Review
von Alex Kiensch
Christopher Nolan erzählt die Geschichte zweier Zauberkünstler, die durch einen tragischen Unfall zu erbitterten Feinden werden und alles tun, den anderen zu zerstören und dessen Tricks zu stehlen. Die Fehde nimmt immer brutalere Auswüchse an - und endet in der Tragödie.
Was nach einer eher simplen, mit Zaubertricks gewürzten Konkurrenzgeschichte klingt, wird unter der Regie des britischen Meisterregisseurs zur vielschichtigen, hochemotionalen und mitreißenden Psycho-Studie zweier besessener Seelen, die mit enormen Knalleffekten und erzählerischer Komplexität aufwartet. Wie so üblich bei Nolans Filmen, wird von Anfang an die Zeitebene aufgebrochen: In drei parallelen Handlungssträngen, die zu unterschiedlichen Zeitpunkten der gemeinsamen Hassleidenschaft spielen, entwickelt sich nach und nach die Geschichte der beiden Magier. Das fordert vom Zuschauer einiges an Konzentration, wird aber so gekonnt inszeniert, dass man nicht die Orientierung verliert, und sorgt für ein enormes Spannungsmaß, da auf der einen Ebene immer wieder Andeutungen fallen, die die Erwartungen für die andere extrem schüren. Diese Art der achronologischen Erzählweise erweist sich einmal mehr als brillanter Spannungserzeuger - und sorgt im Laufe des Films für mehrere erstaunliche Aha-Effekte.

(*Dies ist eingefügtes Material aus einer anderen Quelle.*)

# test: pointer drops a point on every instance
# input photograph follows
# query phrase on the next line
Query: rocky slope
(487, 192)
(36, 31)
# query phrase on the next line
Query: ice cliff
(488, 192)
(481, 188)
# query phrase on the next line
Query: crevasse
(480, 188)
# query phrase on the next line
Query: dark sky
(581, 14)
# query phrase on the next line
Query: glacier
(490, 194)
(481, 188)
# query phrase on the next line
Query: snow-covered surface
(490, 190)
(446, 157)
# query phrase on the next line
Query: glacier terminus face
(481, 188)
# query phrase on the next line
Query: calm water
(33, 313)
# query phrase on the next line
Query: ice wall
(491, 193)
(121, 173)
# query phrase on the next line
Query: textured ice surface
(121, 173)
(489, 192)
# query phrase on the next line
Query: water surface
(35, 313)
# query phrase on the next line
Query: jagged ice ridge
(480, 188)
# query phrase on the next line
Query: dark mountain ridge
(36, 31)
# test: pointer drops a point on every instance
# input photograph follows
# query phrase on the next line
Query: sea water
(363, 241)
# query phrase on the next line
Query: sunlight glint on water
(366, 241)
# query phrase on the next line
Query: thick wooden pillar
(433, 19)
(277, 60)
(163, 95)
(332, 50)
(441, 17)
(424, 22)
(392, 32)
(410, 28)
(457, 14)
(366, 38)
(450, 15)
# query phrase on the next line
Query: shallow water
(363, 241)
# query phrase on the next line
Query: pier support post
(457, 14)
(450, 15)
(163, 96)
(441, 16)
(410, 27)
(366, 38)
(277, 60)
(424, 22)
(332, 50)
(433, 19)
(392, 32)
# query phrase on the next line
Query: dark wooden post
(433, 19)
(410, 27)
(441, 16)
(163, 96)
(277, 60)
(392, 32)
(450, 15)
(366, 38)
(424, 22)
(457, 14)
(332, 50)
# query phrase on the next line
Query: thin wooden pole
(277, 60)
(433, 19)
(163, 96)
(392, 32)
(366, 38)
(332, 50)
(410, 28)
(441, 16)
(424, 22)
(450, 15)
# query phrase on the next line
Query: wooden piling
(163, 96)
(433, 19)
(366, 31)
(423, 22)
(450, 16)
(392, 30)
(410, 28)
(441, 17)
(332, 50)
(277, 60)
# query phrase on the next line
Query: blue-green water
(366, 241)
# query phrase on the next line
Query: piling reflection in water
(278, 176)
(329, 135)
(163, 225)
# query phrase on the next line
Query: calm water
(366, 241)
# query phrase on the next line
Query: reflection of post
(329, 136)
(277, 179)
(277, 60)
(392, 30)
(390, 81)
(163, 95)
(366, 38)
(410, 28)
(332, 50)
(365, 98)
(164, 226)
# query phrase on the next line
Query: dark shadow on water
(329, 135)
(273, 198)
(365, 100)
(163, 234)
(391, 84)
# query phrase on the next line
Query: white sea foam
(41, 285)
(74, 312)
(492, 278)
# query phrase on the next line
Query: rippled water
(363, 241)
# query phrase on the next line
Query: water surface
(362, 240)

Bei dieser formalen Komplexität verliert Nolan aber auch seine Charaktere nicht aus den Augen. Getragen von wirklich starken Darstellern - neben seinem Stammpersonal Christian Bale und Michael Caine spielen hier so illustre Namen wie Hugh Jackman, Scarlett Johansson und in einer faszinierenden Nebenrolle David Bowie auf - zeigen sich die Figuren als vielschichtige Charaktere, deren Motive immer wieder von Erfolgsdenken, Egoismus und bedingungsloser Ergebenheit der Kunst gelenkt werden. Die familiären Zwistigkeiten, persönlichen Rückschläge und emotionalen Steigerungen bis zur Besessenheit werden so intensiv dargestellt, dass man tief mit den Handelnden mitfühlt, was den tragischen Schlussteil umso fesselnder und aufwühlender macht.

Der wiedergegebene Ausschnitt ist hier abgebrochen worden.